The critical starting point at this stage is to find the inspiration or energy generator that will illuminate your gloom and motivate you to get off your butt and do something. And this is the key. It is inspiration that results in motivation and is the antidote to low mood. Think of it as adding a reason to put one foot in front of the other — or as the proverbial journey of a thousand miles beginning with a single step. Visualize the destination and take that first step. Your momentum will carry you forward.
My two-step remedy for overcoming low mood:
1. Use inspiration as a source of motivation.
Initially, we need to determine what inspires us. Inspiration comes from within. Often, it’s not clear what exactly that is. If you find that’s the case, then work from the general to the specific. Are you inspired by the more mundane, like money and what it will buy? By the more spiritual or altruistic? By being a learner or thinker? By building teams or being a caregiver for others? By protecting nature or advocating for climate change policies? By being creative or inventing new things? By your purpose or legacy? By some person?
Once you’ve determined what you’re generally inspired by, you can move on to the specific. But whatever you do, don’t shortchange this initial step of considering what you are inspired by. Give it some serious thought and make sure it is in alignment with your values. Without doing it you could flounder for a long time wondering how on earth you’re ever going to be motivated enough to take that first step and overcome your low mood. If this process is challenging on its own, ask for help. A trusted friend or fellow worker may be able to help you reconnect with your own North Star that will help generate actionable energy and make motivation sustainable.
2. Use motivation as a source of vitality and action.
Once you’ve determined what you’re motivated by, the next step is to use that knowledge to move beyond low mood to strong, energized action. I call this having vitality. The way it works is that you focus on the objects, feelings or people that motivate you (let’s call it “your dream”) and allow, or force if you must, your dream to inform and fuel your vitality.
“Inform and fuel” can be difficult, and it can be accomplished in different ways, but basically it means you have to come up with a plan — an actionable plan that will lead to the realization of your dream.
You can start by assessing your personal environment. For example, you can do some preparatory work like organizing your files, cleaning up your email inboxes and tossing whatever junk you have accumulated. You can move on to critically evaluating whatever impediments there are to the realization of your dream. And lastly, you come up with The Plan.
The Plan is a written document that you share with others (I didn’t say this was easy) in which you specify exactly what you’re going to accomplish and when. Be sure to put in some easy initial steps so you reinforce belief in yourself and attain momentum to keep moving forward. The last thing in your Plan isn’t the accomplishment of your dream, it’s how you’re going to celebrate once you’ve reached it. If nothing else, the party or trip or purchase or whatever you will reward yourself with might be sufficient incentive in itself to carry you to your goal.

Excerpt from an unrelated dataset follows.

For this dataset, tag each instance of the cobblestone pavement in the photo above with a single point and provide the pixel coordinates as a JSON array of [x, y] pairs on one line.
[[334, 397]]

In addition to considering the above suggestions, a big help also would be a better understanding of the nature of the conditions in which you’re operating. Thus, readings in emotional intelligence and personal development are almost a must. They will allow you to recognize and appreciate the feelings and emotions that are the underpinnings for all that you do. Focusing on your core values, as enhanced by that knowledge, can help you understand your inspirations, determine more effective motivations and restore the vitality needed to get out of your low mood.
Remedying low mood with inspiration and sustainable motivation often takes time and persistence. So start small, but keep moving. You get motivated, first of all, by understanding the causes and triggers of low mood. Then, by building on your lesser successes as you go, you move on to full vitality and a more fulfilling state of being.